Maintenant, une autre belle surprise m’attendait sur mon parcours compostelien… ! Après une longue journée de marche et un bon repas, j’arpentai les rues de la ville avec enthousiasme : j’allais bientôt tomber, au détour d’une rue, sur un véritable château des templiers !

Château des templiers, Ponferrada, Espagne.

Des décennies de recherches menées dans les archives secrètes du Vatican ont permis de révéler les secrets enfouis pendant des siècles concernant des procès intentés contre les Templiers. En effet, c’est en 2007 que le Vatican a officiellement publié des documents confirmant que l’ordre avait été absous par le pape Clément V, et qu’il fut victime d’un procès injuste. Ces révélations ont également inspiré plusieurs documentaires consacrés à l’affaire, notamment sur le rôle décisif du roi de France Philippe IV le Bel.

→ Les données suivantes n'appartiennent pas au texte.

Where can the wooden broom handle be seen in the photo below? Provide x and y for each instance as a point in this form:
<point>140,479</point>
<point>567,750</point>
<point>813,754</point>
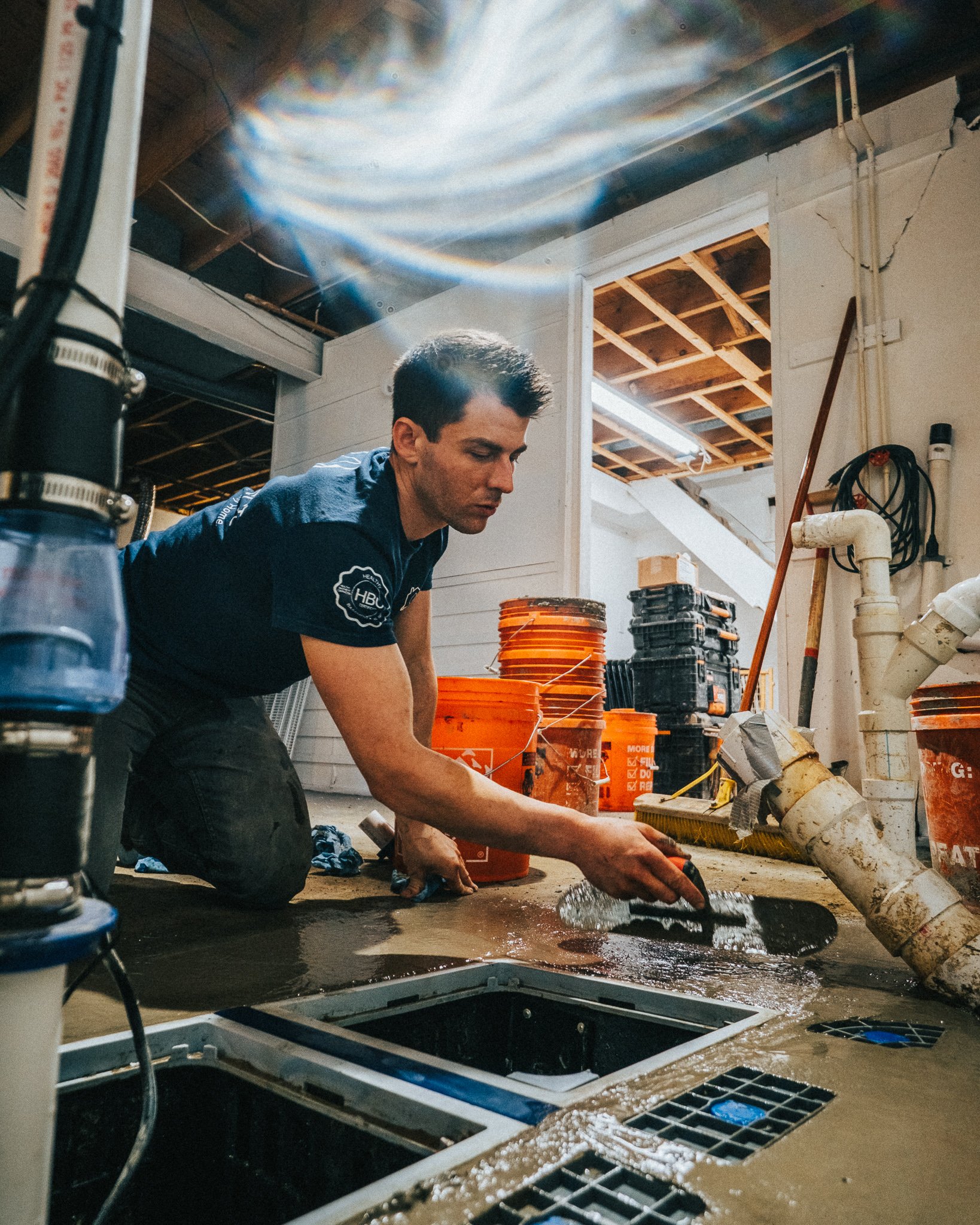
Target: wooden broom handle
<point>803,489</point>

Les procès contre les Templiers, au début du XIVe siècle, sont largement liés à la manœuvre politique de Philippe IV, qui, en 1307, ordonna l’arrestation des Templiers sous des accusations d’hérésie, de reniement du Christ et de rituels secrets. Ce fut avant tout une stratégie pour s’emparer de leur richesse. Les accusations, souvent obtenues sous la torture, ont conduit à des témoignages contradictoires et peu fiables. Le pape Clément V, sous pression, prononça la dissolution de l’Ordre en 1312.

Aujourd’hui, des fac-similés des documents liés à ces procès, tels que des lettres d’accusation et des interrogatoires, sont conservés dans des musées et archives, dont une exposition au château de Ponferrada en Espagne.

Ce corpus documentaire, authentifié par trois sceaux cardinalices en cire, met en lumière les confessions de 72 chevaliers interrogés par le pape en 1308, ainsi qu’un parchemin découvert en 2001 contenant l’absolution accordée à Jacques de Molay (Grand Maître de l’Ordre des Templiers) et à d’autres chevaliers, qui furent finalement brûlés vifs.

Les sceaux cardinalices en cire ne sont pas des bulles papales, car elles ont été émises par des cardinaux (les bulles papales sont émises uniquement par des papes).

Ces documents, reproduits en fac-similé par les archives secrètes, ont été acquis en 2007 par la ville de Ponferrada, ancienne cité templière, qui commémore l’héritage de ces chevaliers ayant occupé une partie de leur château entre 1178 et 1308.

Les informations contenues dans cet article proviennent de mes notes de cours d’initiation à la paléographie, cours HIS4023 – Lecture des sources manuscrites, et des panneaux informatifs qui accompagnaient les documents exposés au musée.